На мгновение шум в комнате затих. Как будто замолкли все голоса, смех, звон бокалов и посуды. Леони смотрела прямо на него и чувствовала, как ее взгляд, ее мысли растворяются в мудрости и опыте его светлого благородного взгляда.
Потом он улыбнулся. От глаз его разбежались морщинки, и связь прервалась.
— Добрые христиане, катары, должны были носить желтый клочок материи, нашитый на одежду как клеймо. — Его пальцы тронули желтый, как подсолнечник, платок в нагрудном кармане. — Я ношу это в память о них.
Леони качнула головой.
— Вы им очень сочувствуете, мсье Бальярд, — сказала она с улыбкой.
— Те, кто ушел до нас, не обязательно исчезли, мадомазела Верньер. — Он постучал себя по груди. — Они живут здесь. — И улыбнулся. — Вы сказали, что не знали своего отца, и все же он живет в вас, верно?
К изумлению Леони, на глаза ей навернулись слезы. Она кивнула, не доверяя своему голосу. Она даже почувствовала облегчение, когда доктор Габиньо обратился к ней с каким-то вопросом и пришлось ему отвечать.
Глава 43
На стол подавали все новые и новые блюда. Свежая форель, розовая и тающая на языке, как масло, следом крошечные котлеты из ягненка с гарниром из поздней спаржи. Мужчины пили крепкое корбьерское, местное красное вино из превосходных погребов Жюля Ласкомба. Для дам было полусладкое белое вино из Тараскона, ароматное и темное, цвета сухой луковой кожуры.

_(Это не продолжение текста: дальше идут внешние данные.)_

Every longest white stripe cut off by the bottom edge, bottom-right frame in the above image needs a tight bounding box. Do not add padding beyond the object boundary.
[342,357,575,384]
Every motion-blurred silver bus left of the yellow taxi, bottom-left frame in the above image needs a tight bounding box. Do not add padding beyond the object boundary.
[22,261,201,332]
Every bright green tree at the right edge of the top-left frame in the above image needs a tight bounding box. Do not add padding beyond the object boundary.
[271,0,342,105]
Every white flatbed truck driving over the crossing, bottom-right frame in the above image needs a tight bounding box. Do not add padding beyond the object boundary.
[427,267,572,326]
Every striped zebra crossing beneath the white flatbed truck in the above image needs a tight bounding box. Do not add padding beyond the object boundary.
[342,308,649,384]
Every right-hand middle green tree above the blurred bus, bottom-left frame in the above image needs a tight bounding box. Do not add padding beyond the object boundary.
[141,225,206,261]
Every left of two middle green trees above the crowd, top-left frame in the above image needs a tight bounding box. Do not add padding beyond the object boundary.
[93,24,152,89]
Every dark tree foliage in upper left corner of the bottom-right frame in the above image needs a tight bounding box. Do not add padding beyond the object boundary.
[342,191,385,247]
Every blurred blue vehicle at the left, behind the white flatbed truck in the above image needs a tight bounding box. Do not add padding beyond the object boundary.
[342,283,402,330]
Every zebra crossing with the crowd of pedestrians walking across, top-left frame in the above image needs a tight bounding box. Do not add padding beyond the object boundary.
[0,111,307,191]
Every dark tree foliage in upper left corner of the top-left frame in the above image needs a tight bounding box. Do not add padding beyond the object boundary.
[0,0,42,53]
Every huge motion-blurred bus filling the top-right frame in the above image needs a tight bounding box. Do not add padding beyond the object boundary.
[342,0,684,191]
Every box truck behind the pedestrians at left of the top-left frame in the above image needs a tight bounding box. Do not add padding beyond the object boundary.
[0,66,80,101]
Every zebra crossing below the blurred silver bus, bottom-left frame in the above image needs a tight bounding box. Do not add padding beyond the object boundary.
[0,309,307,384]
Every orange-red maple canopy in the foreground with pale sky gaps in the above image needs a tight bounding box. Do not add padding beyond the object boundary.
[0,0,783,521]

За столом стало жарко от разговоров и споров: о вере и политике, о Севере и Юге, о преимуществах сельской и городской жизни. Анатоль был в своей стихии. Его карие глаза сверкали, черные волосы блестели, Леони видела, как он очаровывал и мадам Боске, и саму Изольду. В то же время она не могла не замечать пролегших у него под глазами теней. И шрам у него над бровью в танцующем отблеске свечей выделялся особенно ярко.

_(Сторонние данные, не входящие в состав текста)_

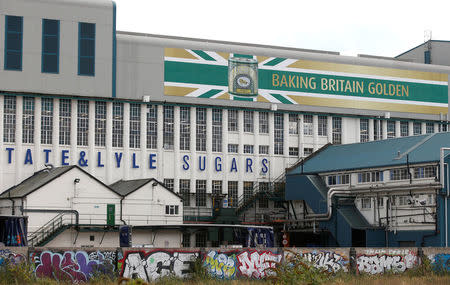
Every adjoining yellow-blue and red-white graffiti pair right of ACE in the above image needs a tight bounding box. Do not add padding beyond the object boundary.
[203,249,283,279]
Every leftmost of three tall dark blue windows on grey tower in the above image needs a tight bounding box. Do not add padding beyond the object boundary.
[5,16,23,70]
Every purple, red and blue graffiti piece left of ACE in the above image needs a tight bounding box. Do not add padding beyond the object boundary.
[30,250,116,283]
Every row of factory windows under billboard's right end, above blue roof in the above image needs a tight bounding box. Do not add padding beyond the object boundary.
[359,119,447,142]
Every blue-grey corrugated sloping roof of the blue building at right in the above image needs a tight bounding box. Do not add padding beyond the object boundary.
[287,133,450,174]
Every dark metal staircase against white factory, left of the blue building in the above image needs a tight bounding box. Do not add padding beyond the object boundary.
[236,172,286,215]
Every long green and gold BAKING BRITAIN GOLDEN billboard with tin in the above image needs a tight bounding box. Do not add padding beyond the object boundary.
[164,48,448,114]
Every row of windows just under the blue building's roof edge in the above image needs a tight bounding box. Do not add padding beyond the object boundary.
[327,166,436,185]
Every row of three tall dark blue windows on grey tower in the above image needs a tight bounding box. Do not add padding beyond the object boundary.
[4,15,95,76]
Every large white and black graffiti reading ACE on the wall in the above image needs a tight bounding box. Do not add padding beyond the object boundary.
[119,250,199,281]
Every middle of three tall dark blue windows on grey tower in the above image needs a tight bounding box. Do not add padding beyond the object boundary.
[41,19,59,73]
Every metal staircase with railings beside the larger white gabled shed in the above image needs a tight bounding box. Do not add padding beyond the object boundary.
[28,212,74,246]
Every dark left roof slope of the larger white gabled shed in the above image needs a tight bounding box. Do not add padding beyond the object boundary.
[0,165,76,198]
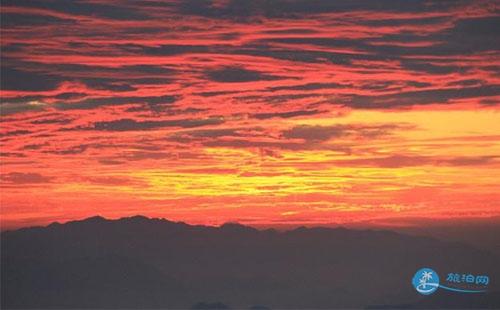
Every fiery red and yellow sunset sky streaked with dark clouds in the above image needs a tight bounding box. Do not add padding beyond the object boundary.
[0,0,500,228]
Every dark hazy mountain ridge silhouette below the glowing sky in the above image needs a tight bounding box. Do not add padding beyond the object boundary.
[1,216,500,309]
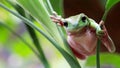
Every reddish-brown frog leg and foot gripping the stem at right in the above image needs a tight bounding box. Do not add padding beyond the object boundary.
[97,21,115,52]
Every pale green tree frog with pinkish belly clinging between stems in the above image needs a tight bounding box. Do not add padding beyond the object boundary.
[51,13,115,59]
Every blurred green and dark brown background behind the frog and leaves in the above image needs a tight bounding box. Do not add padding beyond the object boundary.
[0,0,120,68]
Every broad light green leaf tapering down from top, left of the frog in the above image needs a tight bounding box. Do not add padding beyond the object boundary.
[17,0,61,43]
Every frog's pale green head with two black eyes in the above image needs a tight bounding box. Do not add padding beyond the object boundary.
[64,13,90,32]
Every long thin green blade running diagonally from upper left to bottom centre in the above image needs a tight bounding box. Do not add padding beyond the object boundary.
[0,3,81,68]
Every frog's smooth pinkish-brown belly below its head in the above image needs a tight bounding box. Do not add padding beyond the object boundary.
[67,30,97,56]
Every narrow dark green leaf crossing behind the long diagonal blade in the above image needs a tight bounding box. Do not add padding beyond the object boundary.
[8,1,50,68]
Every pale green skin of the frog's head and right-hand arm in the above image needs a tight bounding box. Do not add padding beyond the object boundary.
[65,13,103,36]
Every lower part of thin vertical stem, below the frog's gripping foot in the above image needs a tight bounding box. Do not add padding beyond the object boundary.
[96,39,101,68]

Леони потребовалось время, чтобы оправиться от наплыва чувств, вызванных разговором с Бальярдом. Мало-помалу смущение и стыд за слишком откровенный разговор уступили место любопытству. Снова овладев собой, Леони стала подумывать, как бы вернуться к прежней теме. Но мсье Бальярд углубился в серьезный спор с кюре, Беранже Соньером. Ее сосед с другой стороны, доктор Габиньо, не умолкал ни на секунду. Случай представился ей, только когда подали десерт.
— Тетя Изольда говорила, что вы знаток во многих вопросах. Знаете историю не только альбигойцев, но и визиготов и даже разбираетесь в египетских иероглифах. Я в первый вечер, как приехала сюда, прочитала вашу монографию: «Демоны, зловредные духи и призраки гор». У нас в библиотеке есть экземпляр.
Он улыбнулся, и Леони почувствовала, что и ему приятно вернуться к разговору.
— Я сам подарил его Жюлю Ласкомбу.
— Наверное, много времени понадобилось, чтобы собрать столько рассказов в один том, — продолжала она.
— Не так уж много, — легко возразил он. — Надо только слушать землю и людей, населяющих эти места. Такие истории часто записывают как мифы и легенды о духах и демонах, но они так же вплетены в ткань страны, как скалы, горы и озера.
— Конечно, — сказала она, — но не думаете ли вы, что есть и такие тайны, которым нельзя найти объяснения?
— Ок, мадомазела, Ieu Tanbien. Я тоже так думаю.
Леони округлила глаза.
— Вы говорите на окситанском?
— Это мой родной язык.
— Вы не француз?
Он жестко улыбнулся:
— Нет, никоим образом.
— Тетя Изольда хочет, чтобы слуги в доме говорили по-французски, но они так часто переходят на окситанский, что она устала их поправлять.
— Окситанский — язык этой земли. Од, Арьеж, Корбьер, Разее — и дальше в Испании и Пьемонте. Язык трубадуров, истории и фольклора.
— Так вы, значит, из тех мест, мсье Бальярд?
— Pas luenh, возможно, — ответил он, легко уклоняясь от ее любопытства.
За мыслью, что он мог бы перевести ей слова, вырезанные над дверью часовни, сразу пришло воспоминание о звуке когтя, скребущего по камням пола, словно зверь рвался из клетки.
Она вздрогнула.
— Но есть ли в таких историях правда, мсье Бальярд? — спросила она. — В рассказах о злых духах, призраках и демонах? Они правдивы?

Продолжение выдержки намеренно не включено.